Organizations that cannot immediately patch should consider blocking the file extensions associated with the exploit — typically .xls, .xlsm, .xlsb, or old BIFF formats — but that is often impractical. A quicker stopgap is to enforce that all spreadsheets open in Protected View unless explicitly trusted.
Why “low” doesn’t mean “skip the update”
Security teams regularly triage vulnerabilities by severity, and a low confidentiality bug rarely sets off alarms. Yet skipping such patches builds technical debt. Consider these scenarios:
- A penetration tester or red team chains CVE‑2026‑45455 with a local privilege escalation. The info leak provides the memory read primitive needed to bypass a kernel mitigation, turning a low‑impact bug into a system compromise.
- A ransomware group uses the leak to gather network topology information from a managed service provider’s internal spreadsheet, then pivots to a high‑value customer.
- An advanced persistent threat (APT) collects small data fragments from dozens of targets, stitching together enough information to breach a downstream supplier.
CVSS scores are an essential triage metric, but they cannot forecast human ingenuity in assembling exploit chains. The history of real‑world attacks is full of “low severity” bugs that became crucial when paired with another flaw.
Historical context: information leaks that mattered
CVE‑2026‑45455 is hardly the first Office info‑disclosure bug. In 2021, CVE‑2021‑43826 was a Windows KDC information disclosure that allowed domain user enumeration. Even though it was rated medium severity, attackers used it to map active directory forests before launching ransomware operations.
In the Office ecosystem, CVE‑2020‑16946 (an Outlook info‑leak) received a similar C:L, I:N, A:N rating, yet it was actively exploited in the wild because it could be invoked through the preview pane. Each of these cases reinforces that “none” for integrity and availability doesn’t make a bug harmless.
Actionable steps for Windows and Excel users
- Apply patches immediately — if not already done, update Office through Microsoft Update or the Microsoft 365 Apps admin center. The June 2026 updates contain the fix.
- Audit Office versions — older releases like Office 2016 or Office 2019 still receive security patches; verify that your version is within support and has the update applied.

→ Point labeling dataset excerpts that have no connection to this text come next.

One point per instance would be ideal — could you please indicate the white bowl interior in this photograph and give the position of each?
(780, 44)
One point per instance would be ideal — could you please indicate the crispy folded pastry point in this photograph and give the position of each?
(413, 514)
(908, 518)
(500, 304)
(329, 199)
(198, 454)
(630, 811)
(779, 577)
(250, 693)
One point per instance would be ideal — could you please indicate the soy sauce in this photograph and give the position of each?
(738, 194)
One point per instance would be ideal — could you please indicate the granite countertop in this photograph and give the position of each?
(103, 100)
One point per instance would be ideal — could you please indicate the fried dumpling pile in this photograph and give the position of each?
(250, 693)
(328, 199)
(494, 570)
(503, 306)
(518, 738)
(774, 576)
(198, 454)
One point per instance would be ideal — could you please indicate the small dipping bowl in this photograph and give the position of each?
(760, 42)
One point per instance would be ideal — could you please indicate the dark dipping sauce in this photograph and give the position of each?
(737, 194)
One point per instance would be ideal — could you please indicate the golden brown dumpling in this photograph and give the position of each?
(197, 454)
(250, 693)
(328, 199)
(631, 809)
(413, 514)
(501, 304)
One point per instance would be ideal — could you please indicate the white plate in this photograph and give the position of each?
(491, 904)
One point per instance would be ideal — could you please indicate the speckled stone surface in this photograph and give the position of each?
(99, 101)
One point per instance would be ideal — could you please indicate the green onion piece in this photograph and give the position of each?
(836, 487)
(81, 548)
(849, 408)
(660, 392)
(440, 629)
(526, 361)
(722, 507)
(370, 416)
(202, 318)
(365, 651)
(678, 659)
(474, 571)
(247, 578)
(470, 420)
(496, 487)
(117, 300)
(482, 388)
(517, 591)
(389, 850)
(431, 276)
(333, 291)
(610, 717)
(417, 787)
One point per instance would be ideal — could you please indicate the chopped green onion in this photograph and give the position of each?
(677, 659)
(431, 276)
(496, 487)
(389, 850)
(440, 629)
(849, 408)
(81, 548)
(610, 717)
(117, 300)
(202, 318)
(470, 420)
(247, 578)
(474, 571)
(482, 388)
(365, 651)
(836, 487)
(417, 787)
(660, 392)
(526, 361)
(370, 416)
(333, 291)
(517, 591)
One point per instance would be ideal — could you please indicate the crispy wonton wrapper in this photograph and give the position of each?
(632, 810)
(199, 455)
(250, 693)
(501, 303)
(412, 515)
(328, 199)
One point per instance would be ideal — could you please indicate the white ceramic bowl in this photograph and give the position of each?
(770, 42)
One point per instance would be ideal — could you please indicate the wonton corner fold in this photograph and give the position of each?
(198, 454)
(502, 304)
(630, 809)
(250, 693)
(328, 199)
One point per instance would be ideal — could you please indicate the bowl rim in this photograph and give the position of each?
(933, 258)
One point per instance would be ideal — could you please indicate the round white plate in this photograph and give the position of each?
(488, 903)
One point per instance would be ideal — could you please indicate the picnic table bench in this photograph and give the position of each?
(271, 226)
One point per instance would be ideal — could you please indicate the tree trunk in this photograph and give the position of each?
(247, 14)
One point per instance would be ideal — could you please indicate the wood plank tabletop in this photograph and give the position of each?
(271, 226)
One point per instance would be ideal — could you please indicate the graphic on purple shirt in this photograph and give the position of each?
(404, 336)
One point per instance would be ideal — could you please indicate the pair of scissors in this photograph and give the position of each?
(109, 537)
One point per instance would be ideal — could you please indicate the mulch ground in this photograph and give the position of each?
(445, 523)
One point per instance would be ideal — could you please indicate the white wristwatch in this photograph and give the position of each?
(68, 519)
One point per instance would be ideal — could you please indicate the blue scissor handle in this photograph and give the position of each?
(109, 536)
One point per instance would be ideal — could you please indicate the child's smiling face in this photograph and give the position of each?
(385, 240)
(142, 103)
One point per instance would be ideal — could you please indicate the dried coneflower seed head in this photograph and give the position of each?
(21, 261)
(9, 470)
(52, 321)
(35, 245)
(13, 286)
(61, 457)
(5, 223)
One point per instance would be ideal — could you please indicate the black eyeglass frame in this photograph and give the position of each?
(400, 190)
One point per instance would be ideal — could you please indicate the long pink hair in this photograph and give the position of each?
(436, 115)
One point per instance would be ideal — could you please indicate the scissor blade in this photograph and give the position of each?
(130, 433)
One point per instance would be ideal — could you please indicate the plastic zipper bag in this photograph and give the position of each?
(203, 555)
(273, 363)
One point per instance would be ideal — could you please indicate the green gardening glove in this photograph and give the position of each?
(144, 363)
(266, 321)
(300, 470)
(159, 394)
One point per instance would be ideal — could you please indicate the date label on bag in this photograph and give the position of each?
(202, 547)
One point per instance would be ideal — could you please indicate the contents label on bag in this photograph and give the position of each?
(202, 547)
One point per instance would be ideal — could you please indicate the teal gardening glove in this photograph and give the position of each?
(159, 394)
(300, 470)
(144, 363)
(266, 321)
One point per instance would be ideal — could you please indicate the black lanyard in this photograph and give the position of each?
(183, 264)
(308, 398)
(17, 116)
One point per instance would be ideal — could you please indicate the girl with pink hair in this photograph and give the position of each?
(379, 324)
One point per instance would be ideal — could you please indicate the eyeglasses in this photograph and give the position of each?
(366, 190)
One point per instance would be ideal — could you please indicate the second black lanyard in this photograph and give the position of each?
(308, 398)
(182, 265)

- Enable automatic updates for Microsoft 365 Apps to ensure future fixes are deployed without delay.
- Train employees to recognize phishing emails that deliver weaponized spreadsheets. Even with the patch, the next zero‑day could use the same delivery method.
- Review Protected View settings – navigate to File > Options > Trust Center > Protected View and ensure all three options are checked. This reduces the risk of information leaks from untrusted files.
- Consider Application Guard for high‑risk users such as finance teams or executives who frequently open external spreadsheets.
Our analysis: the bigger picture
CVE‑2026‑45455 might be forgettable on its own, but it embodies the constant background radiation of software vulnerabilities. With Office still holding over 1.4 billion active users, even a low‑severity bug can have a long tail of unpatched installations — particularly in environments where change control slows deployment.
Microsoft’s decision to publish the advisory with full CVSS details is a double‑edged sword. On one hand, it helps defenders assess risk. On the other, it quickly educates attackers about the bug’s existence. The clock starts ticking the moment the advisory goes live.
For Windows enthusiasts and IT admins, the episode is a reminder to treat patch management holistically. The next major breach will almost certainly involve a chain of flaws — and the weakest link might just be the one with C:L, I:N, A:N.
Staying informed, updating promptly, and layering defenses remain the only reliable course. Even when the vulnerability seems minor, the cumulative effect of ignored updates can be catastrophic.